Research at the RBML | Glenda Sluga uses the Wellington Koo papers to tell a story of economic development

Professor Glenda Sluga, author of The Invention of International Order: Remaking Europe After Napoleon, recently visited the RBML to extend her research on the intellectual foundations of international cooperation into the twentieth century. Examining the Wellington Koo and David Owen collections, Sluga is investigating how ideas about economic development were expressed in the founding of the United Nations.  Below, Sluga describes her archival approach and some of her finds.

 

How long have you been using RBML materials (for this and/or previous research)?

The RBML has amazing archives when it comes to the history of the UN, because so many people who worked there, or had some association with the UN have left their papers to the RBML.

What have you found? Did you come here knowing this material was here?

I discovered all sorts of interesting things – Gunnar Myrdal, the head of the UN economic commission for Europe, writing to David Owen, who is running the Economic and Social Council (and to whom Myrdal answers), about an ‘old lady’ who comes into his office to encourage him to be involved in a Moscow Conference in 1952 that is meant to open up trade between East and West.
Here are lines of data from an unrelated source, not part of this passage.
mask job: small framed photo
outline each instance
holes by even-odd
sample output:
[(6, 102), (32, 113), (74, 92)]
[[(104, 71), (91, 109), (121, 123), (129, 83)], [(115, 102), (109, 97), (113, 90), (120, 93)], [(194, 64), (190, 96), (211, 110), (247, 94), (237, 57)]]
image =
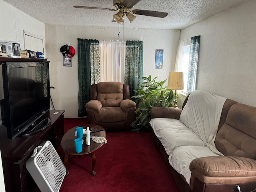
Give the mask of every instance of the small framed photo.
[(63, 56), (63, 66), (65, 67), (72, 67), (72, 62), (71, 58), (67, 56)]
[(0, 41), (0, 53), (1, 56), (20, 58), (20, 43)]
[(155, 62), (155, 69), (163, 68), (163, 58), (164, 57), (164, 50), (156, 50), (156, 62)]

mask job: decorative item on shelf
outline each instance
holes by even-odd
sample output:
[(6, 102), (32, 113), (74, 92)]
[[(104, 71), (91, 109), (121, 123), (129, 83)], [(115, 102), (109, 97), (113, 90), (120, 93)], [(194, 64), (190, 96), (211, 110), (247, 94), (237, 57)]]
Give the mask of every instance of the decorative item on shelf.
[(174, 107), (178, 106), (177, 99), (177, 90), (182, 90), (184, 88), (183, 85), (183, 72), (170, 72), (167, 87), (169, 89), (175, 90)]
[(63, 66), (72, 66), (71, 58), (76, 53), (75, 49), (69, 43), (62, 46), (60, 51), (63, 56)]
[(20, 42), (0, 41), (0, 56), (20, 58)]

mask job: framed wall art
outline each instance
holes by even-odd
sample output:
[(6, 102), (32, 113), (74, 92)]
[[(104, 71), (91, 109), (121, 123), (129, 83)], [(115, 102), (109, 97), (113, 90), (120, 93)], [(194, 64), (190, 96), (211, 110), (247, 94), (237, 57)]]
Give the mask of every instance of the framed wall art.
[(163, 68), (163, 58), (164, 57), (164, 50), (156, 50), (156, 61), (155, 62), (155, 69)]

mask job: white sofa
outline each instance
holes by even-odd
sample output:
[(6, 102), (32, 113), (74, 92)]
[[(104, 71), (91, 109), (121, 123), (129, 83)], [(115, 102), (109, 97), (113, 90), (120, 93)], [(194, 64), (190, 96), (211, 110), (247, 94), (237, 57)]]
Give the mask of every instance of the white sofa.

The old lady, it turns out, is a famous Australian, Jessie Street. She was a vocal advocate for women’s rights, and indigenous rights, and one of the few women in the original Australian delegation to the UNCIO, in San Francisco in 1945 – the conference that was to draft a UN Charter. Street is so interesting, and to see her moving in and out of these offices gives this whole period and the fraught politics of the Cold War at the UN a human cast.

What have you found that’s surprised or perplexed you?
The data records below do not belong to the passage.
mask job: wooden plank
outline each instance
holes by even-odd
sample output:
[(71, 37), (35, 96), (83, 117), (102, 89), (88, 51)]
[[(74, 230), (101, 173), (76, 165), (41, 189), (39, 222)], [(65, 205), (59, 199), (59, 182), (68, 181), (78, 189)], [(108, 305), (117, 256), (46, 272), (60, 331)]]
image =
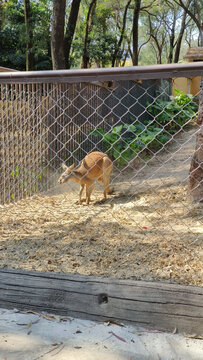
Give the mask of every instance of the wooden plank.
[(170, 79), (176, 77), (201, 76), (203, 61), (183, 64), (158, 64), (118, 68), (71, 69), (4, 72), (0, 82), (8, 83), (76, 83), (95, 81), (121, 81)]
[(203, 334), (203, 288), (0, 269), (0, 307)]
I found a Chinese bureaucrat at the UN advocating for a planetary politics in 1945. This is extraodinary, and it speaks to the range of economic thinking that international organizations inspired through the 20th century. My project wants to capture that history.

What advice do you have for other researchers or students interested in using RBML’s special collections?

Use it ambitiously and intuitively to find really exciting information about all kinds of topics that we cannot always get a sense of by sticking to institutional or state archives.